# Have a 150 gallon, need stocking help/suggestions



## lmhollist (Aug 7, 2009)

Greetings everyone!

My boyfriend and I got a 150 gallon (72 x 18 ) several weeks ago and we've been sitting on it for awhile trying to decide how we wanted to stock it. We've been going back and forth between an all-male Lake Malawi or Central American or even just a large species tank.

Anyway, today I got inspired to potentially try a Lake Victoria Basin tank. We saw a few examples of Zebra Obliquidens (Astatotilapia latifasciata) and subsequently bought a single individual because we liked him so much (plus a guy at the LFS said they tend to do well in Lake Malawi hap setups). Anyway, I've since read they do best in groups of six and thought they would be an interesting species to have in our 150. However, I have a few questions (setting up this 150 and stocking it is probably several months into the future anyway).

Are breeding groups possible in this size of a tank? How many individual groups? If so, what species can we mix without having to be too concerned about inter-species breeding?

I'm really interested in trying to put together a group of 6 or so of the Zebra Obliquidens (2 male 4 female?). We also like the idea getting a group of Paralabidochromis sp. "fire" because we can get them from a local breeder. What other species would work well with this mix?

Thanks in advance for your suggestions and experiences!

*Edit:* Also looking at Pundamilia Nyererei as another species to consider for the tank


----------



## samaki (Oct 25, 2002)

Hi Yu can house H.latifasciatus"zebra obliquidens" with P.nyererei and red fire together, normally they are sufficiently different to not cross breed, it's better to put 1 or 2 males with 4 to 5 females if yu can.
xris


----------



## lmhollist (Aug 7, 2009)

Thanks!

Would the three groups of let's say 7 members each (2 males, 5 females), creating a total of 21 fish, be the max for this tank? Could I do a 4th species and keep the groups small, for example, 6 members of each species? Or if not, what's the ideal number of fish I could do with this tank with just the species mix of nyereiri, red fire, and the zebra obliquidens? They all seem to stay within the 4 to 5 inch range according to the profiles section.

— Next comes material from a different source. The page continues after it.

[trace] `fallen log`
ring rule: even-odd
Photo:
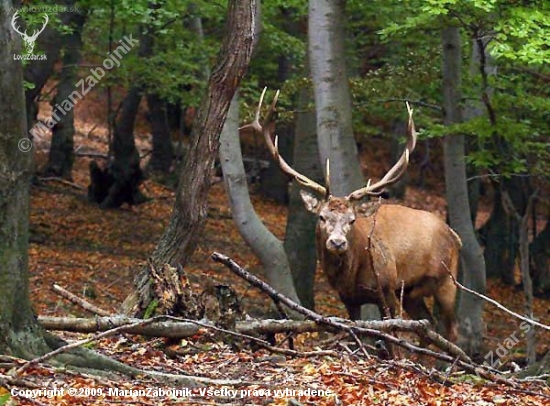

We've purchased the Fluval FX5 to use as filtration for this tank. We are also considering some sort of sump or refugium to add on as well. Sump/refugium size would probably be either a 20 ( 24 x 12 ) or a 29 gallon ( 30x12 ).


----------



## samaki (Oct 25, 2002)

Hi yu can add a 4th species, choose between differents morphology such as matumbi hunter, orthostoma or perrieri. The nyerrerei needs many rock holes to feel secure and to protect females and young from dominant male so yu'll have to build a rock pile in a corner of yur tank.Yu can put some plants in there also, they help to brake down the visual perpectives and to separate the territories.
xris


----------